Acara dilanjutkan dengan sesi panel bersama Menko Perekonomian, Airlangga Hartarto, Gubernur Bank Indonesia, Perry Warjiyo, Ketua Dewan Komisioner OJK, Mahendra Siregar, dan Founder Ikatan Ahli Ekonomi Islam, Mustafa Edwin Nasution, yang dipandu oleh ekonom senior sekaligus Dewan Penasehat IAEI, Aviliani.
Menko Perekonomian menekankan bahwa Indonesia telah memiliki kekuatan besar dalam sektor produk halal, khususnya makanan dan minuman, yang kini telah menembus pasar global berkat sertifikasi halal. Namun, sektor lain seperti farmasi dan pariwisata halal masih perlu ditingkatkan agar kontribusinya terhadap perekonomian nasional semakin besar.
Gubernur Bank Indonesia juga menyampaikan tiga kunci utama dalam membangun ekonomi dan keuangan syariah nasional. Pertama, dengan memperkuat pengembangan halal value chain; kedua, mengembangkan fiqh muamalah melalui instrumen-instrumen keuangan sosial seperti zakat, infak, sedekah, dan wakaf (ZISWAF); serta ketiga, memperluas dakwah dan literasi mengenai ekonomi syariah ke berbagai lapisan masyarakat.
Dari sisi otoritas keuangan, Ketua Dewan Komisioner OJK menyoroti meningkatnya tingkat literasi keuangan syariah masyarakat Indonesia tidak dibarengi dengan akses terhadap layanan dan produk keuangan syariah yang masih terbatas. Mahendra menekankan pentingnya mendorong spin off dari unit usaha syariah, peningkatan inovasi produk keuangan, serta penguatan kelembagaan syariah.
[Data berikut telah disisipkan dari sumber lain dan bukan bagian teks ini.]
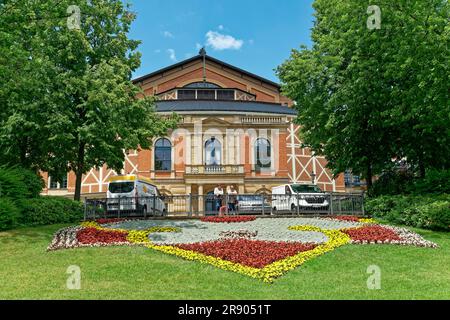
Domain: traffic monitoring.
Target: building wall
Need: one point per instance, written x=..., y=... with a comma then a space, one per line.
x=291, y=162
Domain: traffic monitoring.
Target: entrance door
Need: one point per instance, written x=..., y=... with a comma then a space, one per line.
x=213, y=152
x=210, y=204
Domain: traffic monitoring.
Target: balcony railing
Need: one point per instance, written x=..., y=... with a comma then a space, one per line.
x=214, y=169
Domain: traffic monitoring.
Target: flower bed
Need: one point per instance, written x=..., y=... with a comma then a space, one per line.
x=372, y=234
x=265, y=249
x=245, y=234
x=228, y=219
x=107, y=221
x=93, y=235
x=346, y=218
x=252, y=253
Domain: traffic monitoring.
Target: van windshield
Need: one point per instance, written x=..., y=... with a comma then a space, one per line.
x=306, y=188
x=121, y=187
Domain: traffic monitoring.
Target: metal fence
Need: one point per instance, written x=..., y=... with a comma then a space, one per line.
x=204, y=205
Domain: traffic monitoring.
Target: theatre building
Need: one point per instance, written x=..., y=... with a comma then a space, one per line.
x=236, y=129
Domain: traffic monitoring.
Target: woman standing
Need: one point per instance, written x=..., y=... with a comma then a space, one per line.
x=232, y=199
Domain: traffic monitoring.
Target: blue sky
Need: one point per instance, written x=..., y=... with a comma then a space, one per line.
x=255, y=35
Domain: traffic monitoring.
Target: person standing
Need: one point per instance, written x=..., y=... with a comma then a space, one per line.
x=218, y=196
x=232, y=199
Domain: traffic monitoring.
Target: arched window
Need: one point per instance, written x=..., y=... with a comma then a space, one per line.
x=213, y=152
x=163, y=155
x=263, y=154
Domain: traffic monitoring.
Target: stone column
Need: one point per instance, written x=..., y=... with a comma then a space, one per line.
x=201, y=199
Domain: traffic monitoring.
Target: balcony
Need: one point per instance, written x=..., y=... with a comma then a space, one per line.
x=218, y=94
x=214, y=170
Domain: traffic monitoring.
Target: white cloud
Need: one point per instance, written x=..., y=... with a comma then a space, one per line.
x=220, y=41
x=168, y=34
x=172, y=55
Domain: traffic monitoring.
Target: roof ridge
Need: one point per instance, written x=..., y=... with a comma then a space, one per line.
x=207, y=57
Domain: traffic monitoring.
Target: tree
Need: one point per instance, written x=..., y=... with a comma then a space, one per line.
x=350, y=88
x=93, y=111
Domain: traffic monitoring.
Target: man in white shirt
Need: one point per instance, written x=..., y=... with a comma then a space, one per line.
x=218, y=195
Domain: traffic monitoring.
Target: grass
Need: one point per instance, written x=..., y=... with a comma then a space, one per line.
x=27, y=271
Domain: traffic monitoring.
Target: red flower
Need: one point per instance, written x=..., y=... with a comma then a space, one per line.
x=105, y=221
x=93, y=235
x=228, y=219
x=252, y=253
x=347, y=218
x=372, y=234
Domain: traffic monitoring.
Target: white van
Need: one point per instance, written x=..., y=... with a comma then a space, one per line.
x=134, y=194
x=308, y=197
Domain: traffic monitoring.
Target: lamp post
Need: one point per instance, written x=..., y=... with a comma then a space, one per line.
x=313, y=177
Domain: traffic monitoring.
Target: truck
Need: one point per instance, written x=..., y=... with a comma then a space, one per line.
x=136, y=194
x=299, y=197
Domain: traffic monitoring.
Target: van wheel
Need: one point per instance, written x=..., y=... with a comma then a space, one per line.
x=293, y=207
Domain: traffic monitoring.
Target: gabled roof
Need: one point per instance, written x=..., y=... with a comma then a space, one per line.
x=208, y=58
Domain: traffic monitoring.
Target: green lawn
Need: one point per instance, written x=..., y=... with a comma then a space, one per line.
x=27, y=271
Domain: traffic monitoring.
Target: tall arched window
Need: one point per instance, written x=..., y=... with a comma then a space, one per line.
x=163, y=155
x=213, y=152
x=263, y=154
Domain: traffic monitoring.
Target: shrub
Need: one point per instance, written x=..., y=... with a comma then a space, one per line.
x=431, y=212
x=50, y=210
x=435, y=182
x=18, y=183
x=8, y=214
x=392, y=182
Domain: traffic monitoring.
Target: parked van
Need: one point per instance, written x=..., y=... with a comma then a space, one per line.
x=134, y=194
x=308, y=197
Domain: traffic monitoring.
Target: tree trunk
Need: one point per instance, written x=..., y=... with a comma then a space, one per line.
x=422, y=171
x=79, y=172
x=369, y=176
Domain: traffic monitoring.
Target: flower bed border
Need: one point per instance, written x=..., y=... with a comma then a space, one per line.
x=268, y=274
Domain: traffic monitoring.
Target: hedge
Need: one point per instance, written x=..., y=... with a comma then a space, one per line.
x=18, y=183
x=429, y=212
x=50, y=210
x=9, y=214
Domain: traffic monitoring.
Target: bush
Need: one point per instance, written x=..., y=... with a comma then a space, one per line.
x=50, y=210
x=430, y=212
x=18, y=183
x=9, y=214
x=403, y=182
x=435, y=182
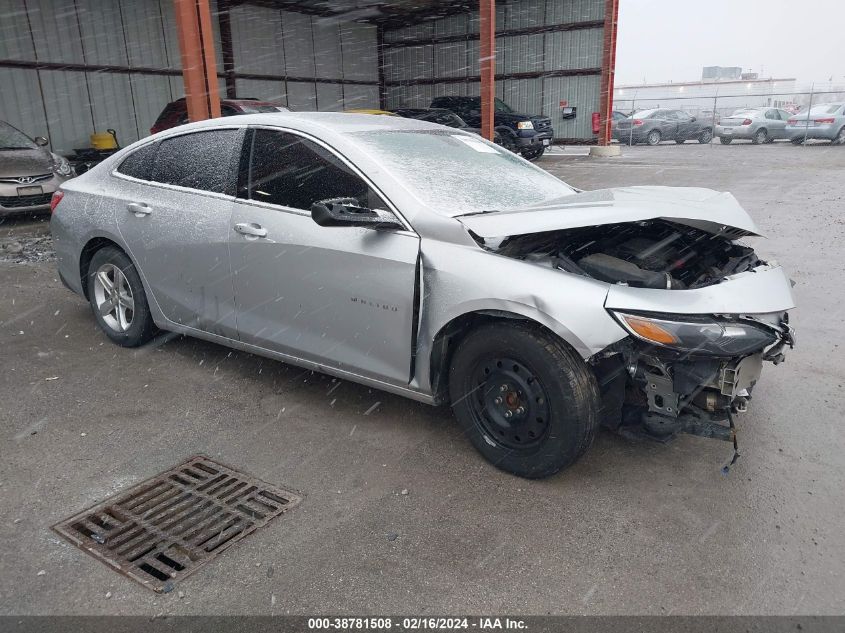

Sebagai penutup, Founder IAEI kembali menggarisbawahi visi utama IAEI sebagai organisasi keilmuan. Menurutnya, pengembangan ekonomi Islam perlu terus didorong melalui peran aktif akademisi dan penyusunan kebijakan alternatif yang dapat mendukung dan melengkapi regulasi yang ada. Hal ini sejalan dengan semangat IAEI dalam menjadikan ekonomi Islam sebagai pilar penting pembangunan nasional.